The potential role of heterotrophic sulfate reduction in productivity and biogeochemistry

Heterotrophic sulfate reduction is likely a prominent metabolic mode within Middle Valley sulfides and sediments, and the SRR data herein (which solely measure hetrotrophic sulfate reduction) support that supposition. Sedimented vent fields typically contain allochthonous organic carbon that could readily support heterotrophy. Indeed, at Middle Valley, bottom waters contain 3.5 mg DOC•L–1 (about seven-fold higher than the overlying surface seawater), whereas porewater concentrations range from 0.1 to 84.0 mg DOC•L–1 at sediment depths to 200 mbsf (Ran and Simoneit, 1994). Based on data from culture studies of Desulfovibrio strains, including the H+/H2 ratio of 1.0 for Desulfovibrio vulgarius Marburg (Fitz and Cypionka, 1991), a P/2e ratio of 1/3 for Desulfovibrio gigas (this is the number of ATPs produced for every two electrons transferred to an electron acceptor (Barton et al., 2003), and the assumption that 10% of ATP production supports growth (20 mmol ATP per gram biomass), our estimates suggest that—at our maximum empirically measured rates—heterotrophic sulfate reduction could support 140 g biomass yr−1 (1.5 × 1014 cells) at Chowder Hill (volume=109 900 cm3), 16 g biomass yr−1 (1.7 × 1013 cells) at Needles (volume=5495 cm3), and 2.1 g biomass yr−1 (2.2 × 1012 cells) at Dead Dog (volume=12 560 cm3). These values are modest in comparison to global estimates of chemoautotrophic biomass production on the global ridge system (1010–1013 g of biomass yr−1; McCollom and Shock, 1997; Bach and Edwards, 2003), yet may be significant in the context of local secondary productivity. Moreover, with respect to the sulfur cycle, the sulfide produced by these heterotrophic sulfate reducers could represent up to 3% of the H2S flux from Middle Valley deposits (given previously published vent fluid flow rates from the Main Endeavor field; Wankel et al., 2011), which can influence, for example, sulfur isotope biogeochemistry. Additional rate measurements that represent the diversity of physicochemical conditions found within deposits or ridge systems are necessary to better constrain the contribution of heterotrophic sulfate reducers to global vent biomass and geochemistry.

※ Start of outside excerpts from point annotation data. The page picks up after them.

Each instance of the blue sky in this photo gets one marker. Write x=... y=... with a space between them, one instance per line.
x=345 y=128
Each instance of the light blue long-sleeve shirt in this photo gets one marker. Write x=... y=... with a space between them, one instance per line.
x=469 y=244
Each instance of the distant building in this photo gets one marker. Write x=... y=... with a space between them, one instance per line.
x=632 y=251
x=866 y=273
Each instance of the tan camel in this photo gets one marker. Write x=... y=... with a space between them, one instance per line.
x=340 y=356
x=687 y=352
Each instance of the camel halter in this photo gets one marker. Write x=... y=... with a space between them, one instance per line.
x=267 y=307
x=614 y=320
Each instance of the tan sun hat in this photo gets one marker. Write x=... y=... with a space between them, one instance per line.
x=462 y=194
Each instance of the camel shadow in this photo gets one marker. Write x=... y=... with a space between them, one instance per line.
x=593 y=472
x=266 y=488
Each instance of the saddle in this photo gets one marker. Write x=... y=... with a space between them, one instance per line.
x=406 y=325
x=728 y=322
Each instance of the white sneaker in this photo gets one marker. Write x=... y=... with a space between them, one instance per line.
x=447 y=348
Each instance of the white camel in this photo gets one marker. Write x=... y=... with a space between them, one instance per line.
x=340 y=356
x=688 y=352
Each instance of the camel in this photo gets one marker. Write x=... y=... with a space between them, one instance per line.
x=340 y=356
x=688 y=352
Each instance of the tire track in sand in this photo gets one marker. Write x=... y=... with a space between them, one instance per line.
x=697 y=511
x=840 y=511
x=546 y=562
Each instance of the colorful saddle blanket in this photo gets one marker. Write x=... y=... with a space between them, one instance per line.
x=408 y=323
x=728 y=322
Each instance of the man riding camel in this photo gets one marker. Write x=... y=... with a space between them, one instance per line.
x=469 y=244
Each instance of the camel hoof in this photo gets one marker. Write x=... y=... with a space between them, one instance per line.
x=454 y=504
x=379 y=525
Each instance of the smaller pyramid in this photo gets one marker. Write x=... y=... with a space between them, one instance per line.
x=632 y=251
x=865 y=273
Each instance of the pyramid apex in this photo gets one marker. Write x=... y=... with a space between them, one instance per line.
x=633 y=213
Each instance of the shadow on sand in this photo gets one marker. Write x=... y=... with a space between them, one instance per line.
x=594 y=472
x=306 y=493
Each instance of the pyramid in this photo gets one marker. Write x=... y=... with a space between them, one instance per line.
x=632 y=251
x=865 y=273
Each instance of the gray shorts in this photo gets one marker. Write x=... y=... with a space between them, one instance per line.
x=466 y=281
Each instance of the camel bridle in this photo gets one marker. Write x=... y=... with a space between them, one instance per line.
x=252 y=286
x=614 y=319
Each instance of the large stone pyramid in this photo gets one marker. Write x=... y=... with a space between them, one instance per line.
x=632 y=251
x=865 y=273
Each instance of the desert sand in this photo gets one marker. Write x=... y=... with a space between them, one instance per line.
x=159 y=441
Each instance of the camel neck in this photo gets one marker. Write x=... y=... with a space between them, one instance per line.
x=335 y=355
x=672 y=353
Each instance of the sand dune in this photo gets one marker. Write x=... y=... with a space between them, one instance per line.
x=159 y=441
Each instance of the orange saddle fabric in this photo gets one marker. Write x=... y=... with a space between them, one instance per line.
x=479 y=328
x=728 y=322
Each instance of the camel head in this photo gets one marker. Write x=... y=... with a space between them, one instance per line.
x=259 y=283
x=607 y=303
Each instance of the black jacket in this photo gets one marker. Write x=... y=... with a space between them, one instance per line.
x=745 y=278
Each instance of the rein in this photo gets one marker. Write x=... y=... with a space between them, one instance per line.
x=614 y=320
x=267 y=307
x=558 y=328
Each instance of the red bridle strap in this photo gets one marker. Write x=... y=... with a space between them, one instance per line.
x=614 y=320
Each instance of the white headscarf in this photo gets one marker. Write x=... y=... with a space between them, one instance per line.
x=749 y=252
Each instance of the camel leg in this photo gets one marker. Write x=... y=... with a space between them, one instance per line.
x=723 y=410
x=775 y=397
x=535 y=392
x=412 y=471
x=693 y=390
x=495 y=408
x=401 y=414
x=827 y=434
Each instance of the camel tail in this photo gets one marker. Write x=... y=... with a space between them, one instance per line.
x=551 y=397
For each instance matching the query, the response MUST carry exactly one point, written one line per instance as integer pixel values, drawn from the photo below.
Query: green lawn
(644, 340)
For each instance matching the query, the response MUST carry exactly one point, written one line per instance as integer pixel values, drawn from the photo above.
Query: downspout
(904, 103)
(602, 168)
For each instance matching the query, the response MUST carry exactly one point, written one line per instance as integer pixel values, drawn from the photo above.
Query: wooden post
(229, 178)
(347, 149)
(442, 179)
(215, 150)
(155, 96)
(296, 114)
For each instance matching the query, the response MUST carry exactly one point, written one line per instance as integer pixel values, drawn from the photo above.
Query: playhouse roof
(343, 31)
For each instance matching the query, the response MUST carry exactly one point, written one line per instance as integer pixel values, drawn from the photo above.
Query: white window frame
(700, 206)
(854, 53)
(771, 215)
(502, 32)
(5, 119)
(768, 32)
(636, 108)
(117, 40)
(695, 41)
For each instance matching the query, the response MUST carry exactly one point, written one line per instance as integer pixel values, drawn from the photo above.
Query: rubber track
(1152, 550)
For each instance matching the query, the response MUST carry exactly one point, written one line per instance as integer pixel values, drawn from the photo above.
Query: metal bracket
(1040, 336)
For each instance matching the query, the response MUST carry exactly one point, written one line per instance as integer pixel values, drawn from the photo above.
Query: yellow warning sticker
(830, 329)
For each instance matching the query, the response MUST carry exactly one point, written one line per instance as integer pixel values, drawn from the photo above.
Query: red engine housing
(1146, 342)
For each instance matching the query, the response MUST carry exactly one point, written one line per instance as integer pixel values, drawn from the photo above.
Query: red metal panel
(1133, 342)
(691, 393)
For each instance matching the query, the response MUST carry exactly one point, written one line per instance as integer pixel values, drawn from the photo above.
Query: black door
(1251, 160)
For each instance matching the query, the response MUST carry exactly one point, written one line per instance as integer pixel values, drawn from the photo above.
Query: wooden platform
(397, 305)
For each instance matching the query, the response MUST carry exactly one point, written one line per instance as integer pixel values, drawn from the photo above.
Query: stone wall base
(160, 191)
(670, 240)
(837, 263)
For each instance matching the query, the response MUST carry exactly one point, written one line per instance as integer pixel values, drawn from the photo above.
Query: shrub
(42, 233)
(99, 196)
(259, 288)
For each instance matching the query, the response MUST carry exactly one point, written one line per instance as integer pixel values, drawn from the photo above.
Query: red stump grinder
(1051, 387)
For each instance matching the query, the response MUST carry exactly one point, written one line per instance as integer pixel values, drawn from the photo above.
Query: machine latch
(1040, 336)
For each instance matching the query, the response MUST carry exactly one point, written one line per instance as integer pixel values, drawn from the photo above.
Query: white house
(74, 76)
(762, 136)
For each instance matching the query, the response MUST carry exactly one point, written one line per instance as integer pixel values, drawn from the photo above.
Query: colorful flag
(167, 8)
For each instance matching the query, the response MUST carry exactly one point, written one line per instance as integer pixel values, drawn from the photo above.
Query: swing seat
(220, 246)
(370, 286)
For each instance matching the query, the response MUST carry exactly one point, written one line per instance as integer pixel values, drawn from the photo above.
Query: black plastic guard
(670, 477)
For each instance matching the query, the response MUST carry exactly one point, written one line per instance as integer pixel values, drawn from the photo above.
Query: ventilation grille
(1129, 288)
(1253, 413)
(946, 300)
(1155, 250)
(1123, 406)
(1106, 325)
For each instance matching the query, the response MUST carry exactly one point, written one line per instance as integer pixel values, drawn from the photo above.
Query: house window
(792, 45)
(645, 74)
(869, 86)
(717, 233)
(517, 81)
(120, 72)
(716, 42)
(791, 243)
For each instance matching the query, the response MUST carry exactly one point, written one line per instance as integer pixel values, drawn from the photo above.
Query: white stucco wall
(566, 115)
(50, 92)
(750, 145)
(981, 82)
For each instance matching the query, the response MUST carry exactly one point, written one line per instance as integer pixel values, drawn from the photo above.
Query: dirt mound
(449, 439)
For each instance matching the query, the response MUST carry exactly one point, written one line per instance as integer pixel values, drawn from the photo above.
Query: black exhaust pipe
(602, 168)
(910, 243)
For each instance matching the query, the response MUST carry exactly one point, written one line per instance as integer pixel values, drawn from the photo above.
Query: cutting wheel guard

Hydrothermal vents are dynamic environments where carbon and sulfur cycling are intimately linked. Both autotrophic and heterotrophic sulfate-reducing microbes have been isolated from vents, and the data shown here are among the first to constrain the potential for heterotorophic sulfate reduction at vents (in particular those with higher organic carbon loads), as well as the relationship between SRRs, temperature, microbial biomass, and community density and composition. These data, as well as the vent field estimates of sulfate reduction, underscore the relevance of sulfate reduction in hydrothermal ecosystems and further indicate the need for continued studies of sulfur cycling along ridge systems.